FOLHA - Você censura preços?
FASANO - Não que eu censure. É que acho que não dá para ter mesmo. Outro dia vi em Londres um vinho a 60 mil libras [cerca de R$ 230 mil]. Era um Château d'Yquem 1903. Acho ridículo. A mim, me agride.
FOLHA - Para algumas pessoas, o conhaque de R$ 900 a dose também soa agressivo.
FASANO - Mas eu entendo que soe mesmo. Mas é um conhaque que você tem uma garrafa, que dura dez, 20 anos, ninguém pede.
FOLHA - E o Fasano tem vinhos de mais de R$ 2.000...
FASANO - Eu não compro. Acho que você consegue vinhos muito bons de R$ 400, R$ 500. Aí entra o discurso da relação custo-benefício. Esses ícones, eu tenho que ter, os Rolls-Royce. Têm preços além da qualidade, pelo excesso de fama.
FOLHA - A moda de devolver vinho irrita os donos de restaurante?
FASANO - Está cheio de vinho com problemas. Está cheio de vinho "bouchonné" [com aroma de rolha]. Isso pode acontecer em vinho de US$ 1.000 e com vinho de R$ 40.
FOLHA - Mas há exagero?
FASANO - As pessoas estão entendendo mais de vinho e não posso ser contra isso. Vinte e cinco anos atrás, 90% do público brasileiro comia com uísque na mesa. Comida não combina com uísque! O futebol fica conhecido e todo mundo fala "põe o cara, tira o cara". Por isso todo brasileiro é metido a técnico. O que talvez falta ainda é a expectativa sobre um vinho. Você compra um chileno 2004 madeirado, tem que saber o que está comprando, não é dizer "não achei redondo". Aí é falta de conhecimento, ou de comunicação com o sommelier.

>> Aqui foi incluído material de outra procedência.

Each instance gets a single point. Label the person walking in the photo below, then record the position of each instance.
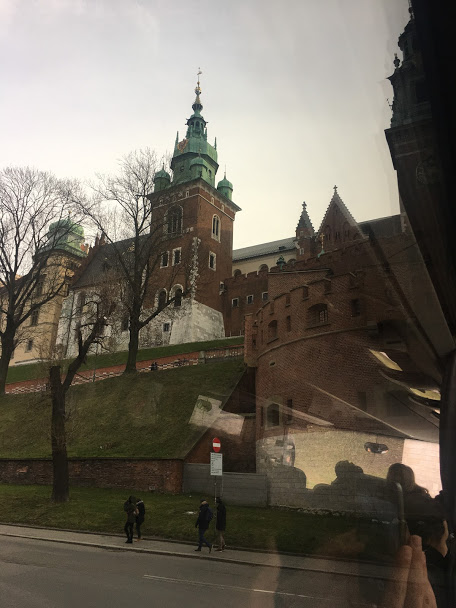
(130, 510)
(140, 517)
(220, 523)
(202, 523)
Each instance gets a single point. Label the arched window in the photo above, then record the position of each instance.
(272, 330)
(162, 299)
(174, 220)
(177, 294)
(273, 414)
(317, 314)
(216, 227)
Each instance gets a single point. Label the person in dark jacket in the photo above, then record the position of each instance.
(202, 523)
(140, 516)
(220, 523)
(130, 510)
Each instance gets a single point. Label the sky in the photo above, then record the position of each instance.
(295, 92)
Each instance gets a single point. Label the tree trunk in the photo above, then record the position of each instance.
(7, 342)
(133, 346)
(61, 481)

FOLHA - Que hábitos mudaram?
FASANO - São Paulo era muito mais provinciana, então as pessoas mandavam mais no restaurante. Tipo chegar e falar: "Eu quero um filé à parmegiana". É falta de respeito ao profissional que está atrás. O brasileiro tinha aquela coisa do pratão único, que não rola na alta gastronomia. Eu já recusei pedido de costeleta à milanesa com espaguete de frutos do mar junto no mesmo prato. "Ah, então eu vou embora". Fazer o quê? Não pode! É desrespeitar toda uma tradição culinária. Mudou muito.
FOLHA - Seu hotel tem tapetes do Irã, lençóis egípcios. Qual é o limite?
FASANO - Aí é subjetivo. Tudo que é "over" é cafona. Eu quis fazer um novo Fasano quando eu achava que o meu Fasano estava "over". Não agüentava mais aquele predinho neoclássico. O gol do Fasano atual é como ele é mais jovem e você vê isso nitidamente na clientela. Ali eu estava ficando velho.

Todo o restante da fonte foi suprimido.